Your company almost certainly has at least one BI system, and probably several. But is decision support delivered within the transactional interfaces that plant managers use to make production decisions? How about in the software that customer service reps use to guide interactions with each customer?
“Executives can’t just stand up at the front of a room and say, ‘This is the new corporate strategy.’ You have to make sure your organization executes on that strategy in every transaction,” says decision management expert James Taylor, co-author of the influential book Smart (Enough) Systems (Prentice Hall, 2007).
Some of the midtier enterprise application players, including Microsoft Corp. (Nasdaq: MSFT), Lawson Software Inc. , and Epicor Software Corp. , have advanced the notion of embedding insight with their latest product releases. Market leaders SAP AG (NYSE/Frankfurt: SAP) and Oracle Corp. (Nasdaq: ORCL) are poised to raise the bar. With its move to acquire Sybase and in announcements made last week, SAP made it clear it intends to deliver real-time BI and advanced predictive analytics directly within its applications. It’s even promising to eliminate the need for separate BI and information management infrastructure, a development that would dramatically lower IT costs.

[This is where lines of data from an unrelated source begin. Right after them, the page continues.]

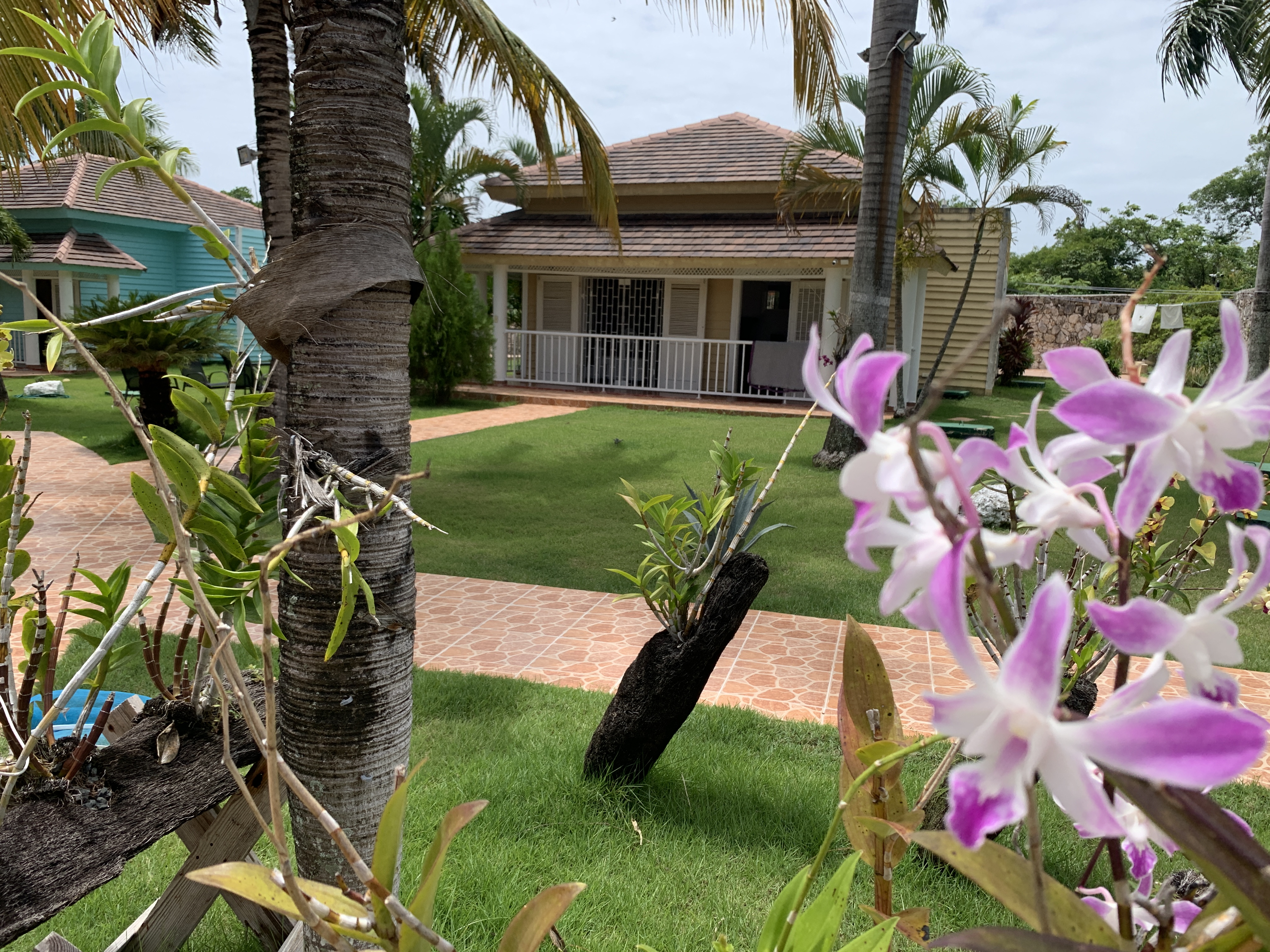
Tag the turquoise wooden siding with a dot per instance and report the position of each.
(173, 256)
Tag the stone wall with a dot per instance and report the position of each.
(1066, 322)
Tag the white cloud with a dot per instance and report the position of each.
(637, 70)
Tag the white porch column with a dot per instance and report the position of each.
(834, 279)
(65, 295)
(500, 323)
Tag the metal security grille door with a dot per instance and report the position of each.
(623, 310)
(811, 306)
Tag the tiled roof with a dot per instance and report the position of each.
(742, 235)
(69, 183)
(75, 251)
(733, 148)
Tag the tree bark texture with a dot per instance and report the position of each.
(346, 723)
(1259, 334)
(882, 183)
(271, 88)
(666, 680)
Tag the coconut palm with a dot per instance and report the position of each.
(1005, 173)
(445, 161)
(1202, 36)
(936, 124)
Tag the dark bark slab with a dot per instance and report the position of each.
(55, 853)
(666, 680)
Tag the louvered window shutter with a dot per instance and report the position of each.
(557, 305)
(685, 309)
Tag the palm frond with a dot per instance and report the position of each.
(468, 35)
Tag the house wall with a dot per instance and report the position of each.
(719, 309)
(954, 233)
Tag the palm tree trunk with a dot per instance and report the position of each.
(1259, 334)
(957, 311)
(881, 187)
(346, 723)
(271, 88)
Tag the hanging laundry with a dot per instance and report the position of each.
(1143, 316)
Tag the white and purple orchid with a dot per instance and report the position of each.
(1171, 432)
(1010, 724)
(1199, 640)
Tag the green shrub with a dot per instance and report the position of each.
(451, 332)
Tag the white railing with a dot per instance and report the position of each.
(623, 362)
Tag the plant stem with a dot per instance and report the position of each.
(1038, 858)
(867, 775)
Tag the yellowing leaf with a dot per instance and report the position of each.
(531, 925)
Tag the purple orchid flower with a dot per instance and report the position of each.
(1173, 433)
(1052, 503)
(1198, 640)
(1009, 724)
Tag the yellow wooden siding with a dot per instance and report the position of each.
(719, 309)
(954, 233)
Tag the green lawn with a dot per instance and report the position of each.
(733, 809)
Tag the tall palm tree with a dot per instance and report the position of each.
(1005, 173)
(445, 161)
(1199, 37)
(936, 122)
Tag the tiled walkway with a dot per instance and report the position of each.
(450, 424)
(781, 664)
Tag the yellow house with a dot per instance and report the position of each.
(709, 294)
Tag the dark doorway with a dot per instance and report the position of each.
(765, 310)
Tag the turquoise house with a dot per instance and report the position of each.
(135, 238)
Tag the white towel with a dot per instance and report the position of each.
(1143, 316)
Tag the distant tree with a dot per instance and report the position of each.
(451, 336)
(1231, 204)
(243, 193)
(153, 349)
(1110, 254)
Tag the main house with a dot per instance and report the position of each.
(135, 238)
(708, 294)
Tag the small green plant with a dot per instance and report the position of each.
(690, 539)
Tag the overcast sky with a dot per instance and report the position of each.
(1091, 64)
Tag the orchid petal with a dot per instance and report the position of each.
(1188, 743)
(1238, 485)
(947, 602)
(1141, 691)
(1141, 627)
(1033, 663)
(816, 388)
(1170, 371)
(1230, 375)
(973, 814)
(1150, 471)
(1071, 782)
(1075, 367)
(1118, 412)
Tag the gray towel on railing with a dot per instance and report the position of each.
(778, 364)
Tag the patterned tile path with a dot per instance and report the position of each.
(558, 397)
(781, 664)
(450, 424)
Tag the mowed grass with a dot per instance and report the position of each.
(733, 809)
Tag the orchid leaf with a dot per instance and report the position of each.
(536, 918)
(877, 940)
(422, 904)
(780, 912)
(1008, 878)
(820, 923)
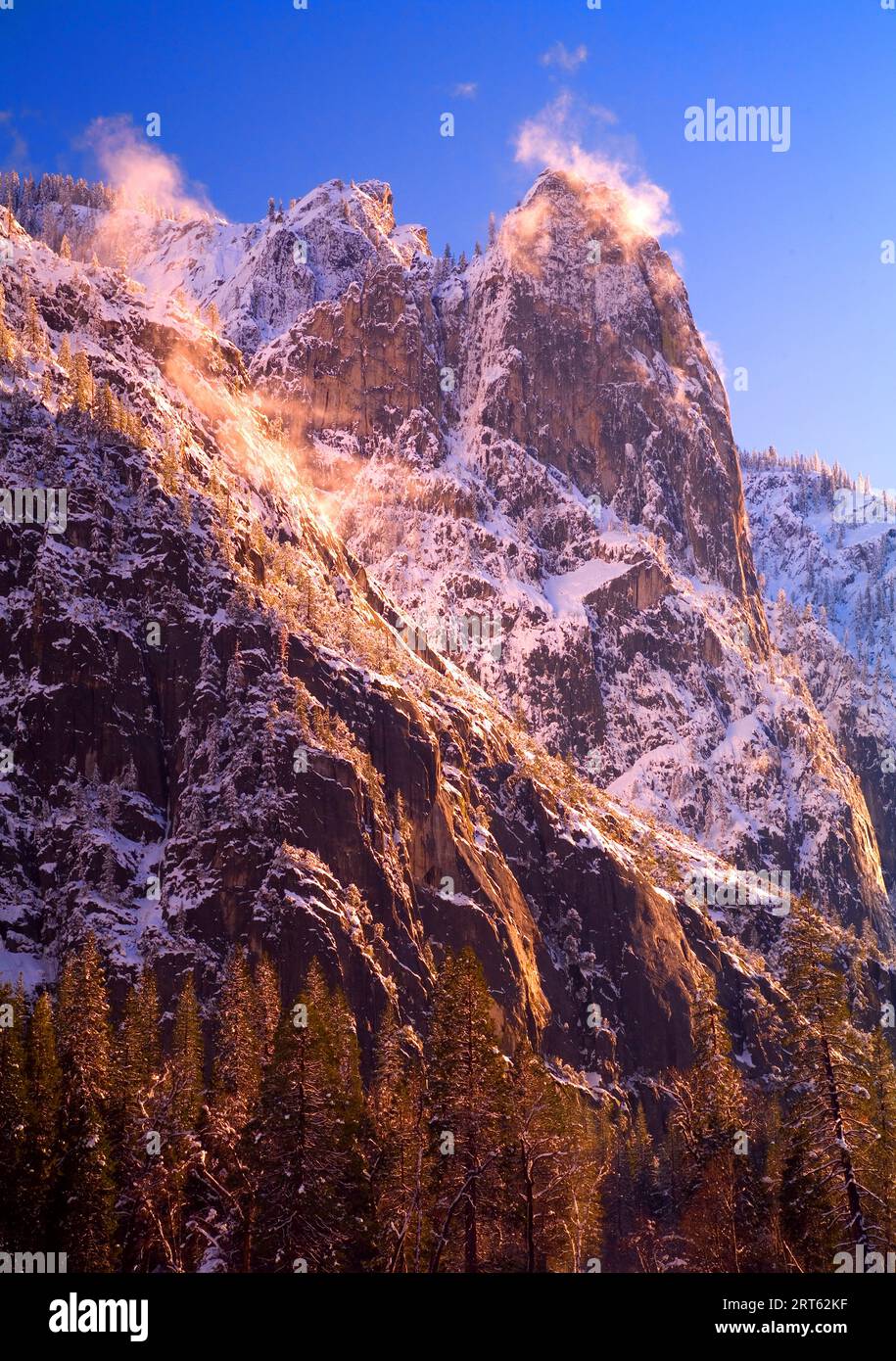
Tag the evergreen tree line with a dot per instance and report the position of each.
(270, 1153)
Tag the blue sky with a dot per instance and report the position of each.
(780, 252)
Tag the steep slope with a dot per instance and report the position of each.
(826, 551)
(218, 733)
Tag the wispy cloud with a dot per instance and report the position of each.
(558, 55)
(18, 153)
(554, 139)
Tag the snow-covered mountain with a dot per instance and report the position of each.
(401, 603)
(825, 546)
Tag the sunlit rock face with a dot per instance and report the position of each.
(219, 732)
(541, 437)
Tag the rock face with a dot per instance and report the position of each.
(541, 439)
(222, 729)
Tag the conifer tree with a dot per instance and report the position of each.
(881, 1155)
(826, 1120)
(400, 1131)
(310, 1186)
(557, 1168)
(708, 1119)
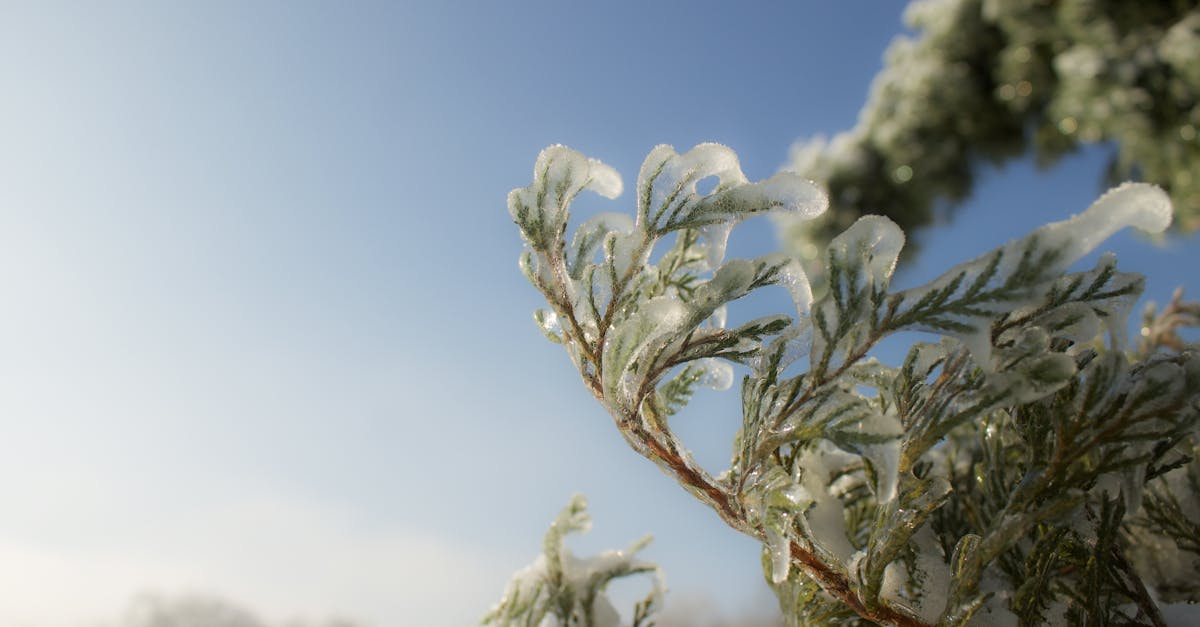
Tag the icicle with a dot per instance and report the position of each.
(718, 375)
(780, 550)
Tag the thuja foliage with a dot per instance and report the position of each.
(562, 589)
(984, 81)
(1021, 465)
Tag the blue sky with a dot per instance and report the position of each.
(263, 332)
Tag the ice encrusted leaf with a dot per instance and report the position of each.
(559, 174)
(669, 199)
(858, 263)
(589, 237)
(964, 302)
(559, 589)
(634, 346)
(856, 425)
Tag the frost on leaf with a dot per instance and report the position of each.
(561, 590)
(919, 493)
(964, 302)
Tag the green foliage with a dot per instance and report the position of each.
(994, 476)
(570, 591)
(987, 81)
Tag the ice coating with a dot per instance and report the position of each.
(538, 591)
(636, 339)
(825, 520)
(718, 375)
(559, 174)
(1055, 246)
(877, 239)
(669, 178)
(717, 238)
(667, 196)
(873, 243)
(793, 279)
(885, 457)
(1129, 204)
(931, 571)
(592, 233)
(562, 165)
(780, 550)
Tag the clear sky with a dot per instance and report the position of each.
(262, 330)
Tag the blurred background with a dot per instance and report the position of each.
(264, 348)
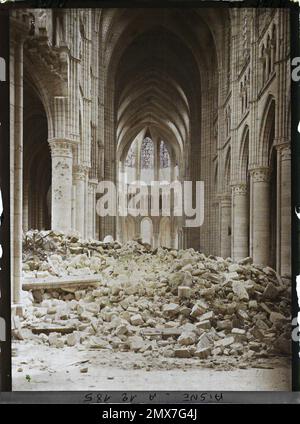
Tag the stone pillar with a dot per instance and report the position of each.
(92, 208)
(61, 205)
(240, 222)
(79, 174)
(285, 211)
(18, 173)
(225, 226)
(260, 215)
(26, 204)
(155, 240)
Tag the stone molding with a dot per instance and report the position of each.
(260, 175)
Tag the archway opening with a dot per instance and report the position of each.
(36, 163)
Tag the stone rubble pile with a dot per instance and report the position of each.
(169, 303)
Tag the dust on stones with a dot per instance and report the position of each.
(159, 303)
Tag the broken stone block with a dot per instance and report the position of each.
(203, 353)
(171, 309)
(207, 316)
(184, 292)
(136, 343)
(224, 325)
(277, 318)
(246, 261)
(239, 334)
(72, 339)
(182, 352)
(136, 320)
(205, 325)
(187, 338)
(227, 341)
(253, 304)
(271, 292)
(239, 289)
(204, 342)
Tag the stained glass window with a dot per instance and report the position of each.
(130, 161)
(164, 156)
(147, 154)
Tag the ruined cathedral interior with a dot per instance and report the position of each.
(153, 94)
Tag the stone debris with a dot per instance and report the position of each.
(162, 302)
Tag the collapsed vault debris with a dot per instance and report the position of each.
(157, 302)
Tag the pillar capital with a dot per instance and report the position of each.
(224, 199)
(260, 174)
(80, 172)
(93, 181)
(240, 189)
(61, 147)
(285, 152)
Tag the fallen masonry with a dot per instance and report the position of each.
(166, 303)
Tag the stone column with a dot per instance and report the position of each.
(18, 173)
(225, 225)
(26, 204)
(240, 222)
(80, 173)
(285, 211)
(155, 240)
(92, 208)
(260, 215)
(61, 205)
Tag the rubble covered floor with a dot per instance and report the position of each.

Oracle, too, will make embedded BI a big part of its Fusion Applications, due later this year. And it’s sure to tie in its high-powered Exadata appliances, which can process both transactional and analytic workloads. It’s a different route to the same destination: real-time insight within the application.
Don’t count out dedicated BI and analytics vendors. IBM Corp. (NYSE: IBM), SAS Institute Inc. , MicroStrategy Inc. , and others can make a strong argument that most companies have diverse applications, so companies need analysis tools that are agnostic to the data source and application.
There are two key tests for companies: Can they get better, timelier, and more usable intelligence from their apps and vendors? And can they drive operational decisions that are tied to their unique strategies? They can, though only if they carefully align those insights with their business goals and not depend on cookie-cutter dashboards and analytics.